Ferlo, a former Pittsburgh City Councilman, enjoyed strong support in his safe Democratic district. He was elected in 2002 with 65% of the primary vote and re-elected in 2006 with 84%. He was unopposed in 2010.
But the district changes under new lines effective in 2014. Big time. In order to stay in office past next year, Ferlo would have to defeat freshman Sen. Randy Vulakovich (R), the former police officer who won convicted ex-Sen. Jane Orie’s seat in a 2012 special election.
GOP map-drawers added the deep-red North Hills of Allegheny County and removed thousands of Democrats from Pittsburgh. The 38th retains little more than one neighborhood in the city.
Ferlo has not said whether he intends to seek re-election. He declined multiple requests for an interview for this story. Asked by PoliticsPA Tuesday about his plans he said simply, “I don’t want to talk about that.”
The new SD-38 is good for Republicans. Mitt Romney beat Barack Obama there by 6.4% there in 2012 despite losing the state overall by 5.4%. However, it’s not a slam dunk for the GOP. Sen. Bob Casey won the district by 0.6% and Kathleen Kane won by 5.8%. (Figures use a two-person percentages derived by removing third party contenders).
But in a competitive district, the leftist roots that endeared Ferlo to his constituents may be a headache.
Prior to his tenure in the Senate and on Council, Ferlo was as fiery an activist as he is now a legislator. In 1986 he was escorted out of City Council because he would not stop shouting at then Mayor Richard Caliguiri about a subsidy the city was giving to the Pirates.
The Senator’s progressive record is highlighted by an ambitious legislative agenda including a moratorium on shale drilling, the creation of a single payer health care system, and a payroll tax on non-profits.
He’s a vocal supporter of labor unions, most recently as the voice against GOP efforts to privatize the state-owned wine and spirits stores.
And the item that Republican operatives would be most eager to share with voters: Ferlo’s ties to the Communist Party.
During the course of a hearing about Communist activity among youth, testimony to the U.S. Attorney General identified Ferlo as High School Director for the Communist Party.
“Ferlo is a member of the Western Pennsylvania District of the Communist Party who once belonged to the same Party group as the witness Jackson,” said a 1973 report by the Subversive Activities Control Board.

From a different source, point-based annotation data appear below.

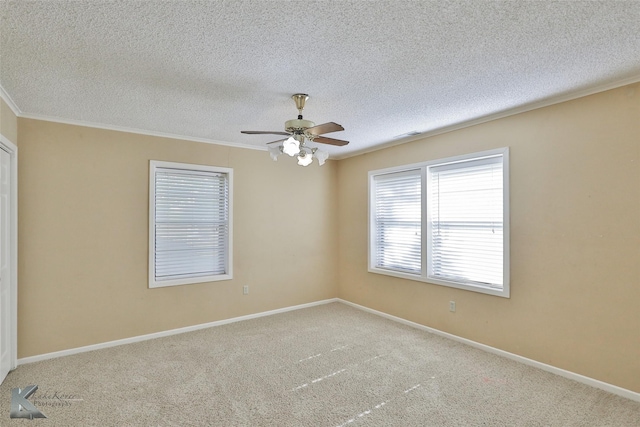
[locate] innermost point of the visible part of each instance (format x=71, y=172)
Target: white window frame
x=154, y=166
x=423, y=275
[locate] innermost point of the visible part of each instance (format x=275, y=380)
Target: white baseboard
x=139, y=338
x=619, y=391
x=632, y=395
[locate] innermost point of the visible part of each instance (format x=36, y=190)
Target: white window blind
x=443, y=221
x=398, y=223
x=466, y=222
x=190, y=226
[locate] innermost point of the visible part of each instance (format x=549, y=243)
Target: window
x=444, y=222
x=190, y=230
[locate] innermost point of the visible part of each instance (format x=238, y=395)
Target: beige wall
x=575, y=238
x=8, y=123
x=83, y=237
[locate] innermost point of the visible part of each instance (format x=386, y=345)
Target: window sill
x=504, y=292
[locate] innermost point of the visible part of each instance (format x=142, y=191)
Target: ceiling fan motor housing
x=298, y=125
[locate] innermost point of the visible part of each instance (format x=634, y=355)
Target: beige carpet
x=330, y=365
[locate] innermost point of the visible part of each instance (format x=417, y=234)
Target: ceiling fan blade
x=324, y=128
x=330, y=141
x=275, y=142
x=260, y=132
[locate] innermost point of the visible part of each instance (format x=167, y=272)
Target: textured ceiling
x=207, y=70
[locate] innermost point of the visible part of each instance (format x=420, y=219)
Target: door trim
x=12, y=149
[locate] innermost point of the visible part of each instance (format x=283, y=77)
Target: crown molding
x=12, y=105
x=445, y=129
x=138, y=131
x=592, y=90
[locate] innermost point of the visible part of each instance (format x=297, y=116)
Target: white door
x=5, y=278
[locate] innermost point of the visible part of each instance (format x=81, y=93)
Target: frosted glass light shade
x=291, y=146
x=306, y=159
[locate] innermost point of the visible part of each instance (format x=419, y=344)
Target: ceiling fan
x=298, y=130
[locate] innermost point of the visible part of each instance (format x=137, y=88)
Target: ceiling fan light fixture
x=291, y=146
x=305, y=159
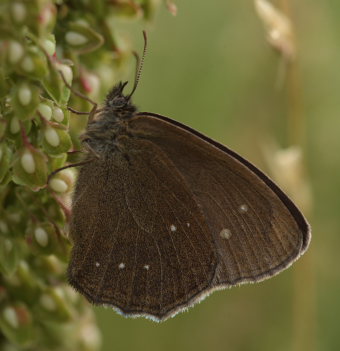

The report details a 1970 rally at the University of Pittsburgh where Ferlo, then 18 years old, helped raised $100 for the Young Workers Liberation League – a party offshoot.
Ray Zaborney is a prominent Republican operative based in Harrisburg. He said Ferlo’s teenage activism would play in a campaign because it matches his left-leaning legislative record.
“Even bigger than the fact that Ferlo did this years ago is that it’s confirmation of his lifetime voting record here in Harrisburg,” Zaborney said.
“It’ll be a huge liability in a center-right district.”
City Council Redux?
Ferlo may have another option. Councilman Patrick Dowd in the city’s fifth district – where Ferlo lives – abruptly announced his plans to resign on Monday morning.
The Senator left the door open in a comment to the Pittsburgh Post-Gazette.
“I have rec’d many supportive comments from community leaders and business folks because of my Senate and URA initiatives, but quite frankly not ready yet to suit up and get on the field,” he wrote in an email.
It wouldn’t be the first time Ferlo pondered a foray back into Pittsburgh politics. In March of this year the Senator filed a petition to enter the city’s Mayoral race, but later withdrew and endorsed Jack Wagner.